Weekend catchup: Consumer caveats on orthopedic devices; TV drug ads; George Carlin's 7 words; Michigan bans corporate CME

The New York Times had an important story that “highlights what experts say is a troubling situation for patients and doctors: when disputes arise about orthopedic implant safety, there are no independent referees or sources of information because no one tracks the performance of the devices. …Those with the most to lose are the hundreds of thousands of people who receive an orthopedic device each year.”

The Wall Street Journal Health Blog wrote thatThe FDA is proposing new rules on consumer prescription drug ads aimed at making the information about side effects more understandable. (Off the top of our heads, we’d just suggest they slooooooowwww down when discussing all the rare, but often-horrific sounding side effects of a given medication.)… The comment period ends Monday (June 28).

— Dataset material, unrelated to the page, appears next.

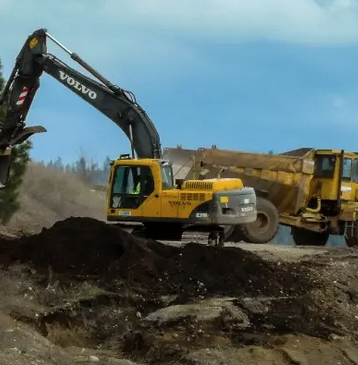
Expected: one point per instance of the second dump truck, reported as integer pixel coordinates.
(313, 191)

Blogger Brian Reid offered one more important followup about news coverage of the big American Society of Clinical Oncology meeting earlier this month. In so doing, he referenced George Carlin’s 7 words, as I’ve been known to do. Excerpt:

“But during the meeting, the national media — the New York Times, the Wall Street Journal, USA Today, the broadcast networks and the Associated Press — wrote on only seven studies, a tiny snippet of what was presented. These seven stories, in turn, were pulled from the small number of studies promoted by the ASCO communications department with press briefings.”

And, if you missed it, the New York Times reported that the University of Michigan did what its Big 10 counterpart Minnesota couldn’t:

“In the latest effort to break up the often cozy relationship between doctors and the medical industry, the University of Michigan Medical School has become the first to decide that it will no longer take any money from drug and device makers to pay for coursework doctors need to renew their medical licenses.”

A committee (on which I served) recommended to the Minnesota med school that it eliminate corporate funding of CME within 5 years, but that recommendation was rejected by the administration. Score one big one for the Wolverines over the gutless Gophers on this one.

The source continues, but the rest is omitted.